Trace this code. What does the list look like after each call?

MyLinkedList<String> list = new MyLinkedList<>();
list.addFirst("X");    // list: [X]
list.removeLast();     // what is head? what is size?
Reveal

After addFirst("X"): head points to a node containing "X", head.next is null, size is 1.

After removeLast() with the corrected single-element branch: the branch fires (size == 1), data is set to "X", head is set to null, size becomes 0, and "X" is returned.

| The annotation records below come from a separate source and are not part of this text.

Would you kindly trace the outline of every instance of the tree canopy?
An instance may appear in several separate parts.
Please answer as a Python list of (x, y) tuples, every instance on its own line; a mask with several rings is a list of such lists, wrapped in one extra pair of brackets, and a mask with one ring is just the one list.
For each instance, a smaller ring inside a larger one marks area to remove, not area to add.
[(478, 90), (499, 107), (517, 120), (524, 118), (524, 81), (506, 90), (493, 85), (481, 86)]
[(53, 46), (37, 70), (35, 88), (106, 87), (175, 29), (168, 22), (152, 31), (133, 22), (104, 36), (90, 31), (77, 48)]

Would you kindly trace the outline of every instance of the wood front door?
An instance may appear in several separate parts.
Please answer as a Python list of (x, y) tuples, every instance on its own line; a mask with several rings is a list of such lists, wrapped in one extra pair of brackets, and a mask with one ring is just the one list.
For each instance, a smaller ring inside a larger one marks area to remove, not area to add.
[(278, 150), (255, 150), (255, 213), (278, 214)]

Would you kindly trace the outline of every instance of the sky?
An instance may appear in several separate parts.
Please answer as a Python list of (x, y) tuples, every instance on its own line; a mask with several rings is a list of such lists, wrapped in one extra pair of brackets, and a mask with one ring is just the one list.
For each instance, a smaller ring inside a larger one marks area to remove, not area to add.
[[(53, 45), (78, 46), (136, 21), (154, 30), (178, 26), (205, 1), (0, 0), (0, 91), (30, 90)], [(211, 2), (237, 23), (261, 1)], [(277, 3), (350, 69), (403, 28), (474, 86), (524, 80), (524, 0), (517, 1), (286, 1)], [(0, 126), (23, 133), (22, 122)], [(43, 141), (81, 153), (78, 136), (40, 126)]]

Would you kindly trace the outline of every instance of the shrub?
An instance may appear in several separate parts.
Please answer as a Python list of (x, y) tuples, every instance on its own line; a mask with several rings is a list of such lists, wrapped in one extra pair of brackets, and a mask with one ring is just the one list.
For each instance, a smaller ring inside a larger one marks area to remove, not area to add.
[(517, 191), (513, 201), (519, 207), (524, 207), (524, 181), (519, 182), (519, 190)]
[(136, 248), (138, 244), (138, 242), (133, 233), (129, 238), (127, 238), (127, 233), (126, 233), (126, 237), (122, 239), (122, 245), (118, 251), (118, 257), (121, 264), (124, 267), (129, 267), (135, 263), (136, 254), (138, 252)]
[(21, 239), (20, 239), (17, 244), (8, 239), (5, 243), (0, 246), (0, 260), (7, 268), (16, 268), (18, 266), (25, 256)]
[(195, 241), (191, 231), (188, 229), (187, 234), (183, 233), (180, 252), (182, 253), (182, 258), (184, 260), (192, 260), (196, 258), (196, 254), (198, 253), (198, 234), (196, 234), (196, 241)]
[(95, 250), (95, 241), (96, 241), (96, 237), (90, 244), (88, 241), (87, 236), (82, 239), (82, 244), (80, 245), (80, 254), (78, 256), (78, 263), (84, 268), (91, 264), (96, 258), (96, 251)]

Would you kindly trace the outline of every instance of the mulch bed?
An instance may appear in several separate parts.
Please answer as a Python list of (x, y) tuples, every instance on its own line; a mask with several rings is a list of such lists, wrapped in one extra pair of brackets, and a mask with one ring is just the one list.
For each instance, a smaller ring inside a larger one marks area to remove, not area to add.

Result: head == null, size == 0. The list is empty and consistent.

A Common Mistake

The wrong move is writing removeLast only for the case where at least two elements exist and forgetting to handle size 1. The prev-tracking loop initializes prev = null and only assigns it inside the loop body. When the list has one element, the loop body never runs, so prev remains null. The next statement (prev.next = cur.next) then tries to dereference null, throwing NullPointerException. The element is not removed and size is not decremented, leaving the list in an incorrect state on every call after that. The fix is always to check size == 1 before entering the loop and handle it as a direct head = null; size--; assignment. (Source: Liang 10e Ch 24)

Go Deeper (optional)

The extra branch costs O(1) time and zero space, so the overall removeLast stays O(n). If you later add a tail reference to your list (a head-and-tail design), the invariant expands: an empty list requires both head == null and tail == null. Forgetting to null tail in the single-element removal is the analogous bug in that design, and it is just as hard to spot at a glance.

Check Yourself

Close the notes and answer each one from memory, then reveal it. Pulling an idea back from memory is one of the strongest ways to make it stick.

Check your understanding

After correctly removing the only element from a no-dummy-head singly linked list, which invariant must hold?

Tier 1 · Liang 10e Ch 24

Why does the standard prev-tracking removeLast crash when size == 1?

Tier 1 · Liang 10e Ch 24

A list contains one node with value 42. removeLast() uses the corrected single-element branch. What are head and size after the call returns?

Tier 2 · Liang 10e Ch 24

A broken removeLast has no size == 1 branch. The list has one element. After calling removeLast(), what is the state of the list?

Tier 2 · Liang 10e Ch 24

Which guard in the corrected multi-element walk keeps the loop from entering a single-element list?